Bien, amo, deseo que la presente os halle en el mejor de los estados y aguardo vuestro regreso con ansia.
Recibid en mi nombre todo el respeto de las gentes de nuestra casa.
Omar
La misiva permaneció entre sus manos largo rato. Después, tras leer otra vez la carta de Laia, se fue dando cuenta de las anomalías del pliego. La ausencia de la diminuta cruz en la cabecera, el color de la tinta, que no era el verde habitual, y la ausencia de aquel perfume de agua de rosas que embriagaba sus sentidos hicieron reflexionar a Martí. Recordaba que a la partida, otro escrito de Laia llenó sus horas de esperanza y ahora la críptica nota que releía una y otra vez, instalado en la proa del
Sant Benet,
el cuarto bajel donde viajaba en su regreso a Barcelona, angustiaba su alma de tal modo que nada conseguía aquietar su espíritu. A su llegada debía aclarar muchas cosas.
La tercera era la misiva de Baruj. Su forma de ser, lo pragmático de sus opiniones y lo conciso de su escritura volvieron a admirarle.
Enero de 1055
Estimado hermano:
Os escribo en la esperanza de que la carta llegue a vuestras manos, pues sé por Hazan que volveréis, casi con seguridad, a pasar por Sidón y que como es lógico os alojaréis en su casa.
Además de desearos la mejor de las singladuras, paso a enumeraros las cuestiones que a ambos atañen. En primer lugar daros la nueva de que vuestro bajel ya está aparejado, con la tripulación contratada y la primera carga casi a bordo. Os aplaudo la diligencia que habéis mostrado al ir enviando, de los consiguientes puertos, la lista de aquellas cosas que debían embarcarse, la cantidad y el lugar. Detecto en vos un fino instinto de avezado comerciante y estoy seguro de que con la ayuda de la Providencia, nuestro acuerdo llegará muy lejos. Siguiendo vuestras órdenes, transmití al capitán Jofre vuestros deseos al respecto del nombre con el que se debería bautizar a vuestra nave: Eulàlia le pareció perfecto ya que es el nombre de la patrona de esta ciudad. Estrellamos en su casco una botella del mejor mosto y nuestro común amigo Eudald Llobet se encargó de bendecirlo.
Las cosas por aquí andan turbias, y las disensiones de nuestro conde y de la condesa Almodis con la condesa Ermesenda de Gerona prosiguen sin aparente solución. Todo ello en detrimento del comercio y de la paz, ya que unos se inclinan por un bando y otros por el otro. En fin que la vida sigue, pese a todo inconveniente, pues las miserias humanas obligan a los hombres a subsistir pese a cualquier contrariedad y por tanto a seguir bregando cada quien en su oficio, de manera que el condado crece por sí solo, y a pesar de sus gobernantes, no gracias a ellos, como siempre ha sido.
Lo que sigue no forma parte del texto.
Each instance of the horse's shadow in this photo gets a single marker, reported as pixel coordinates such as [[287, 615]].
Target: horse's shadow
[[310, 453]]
Siguiendo vuestra indicación y a través de mi mayordomo, ya que sé que a su excelencia, y ya sabéis a quién me refiero, no le son gratos los de mi raza, he enviado la cantidad de mancusos que me ordenasteis en vuestra última carta. Sin embargo, debo deciros que la considero excesiva y onerosa pero vos mandáis en vuestro peculio.
Deseo ardientemente abrazaros cuanto antes y al despediros os transmito los afectuosos saludos de mi hija Ruth, que desde que sabe que os escribo no deja de insistir para que os mande recuerdos.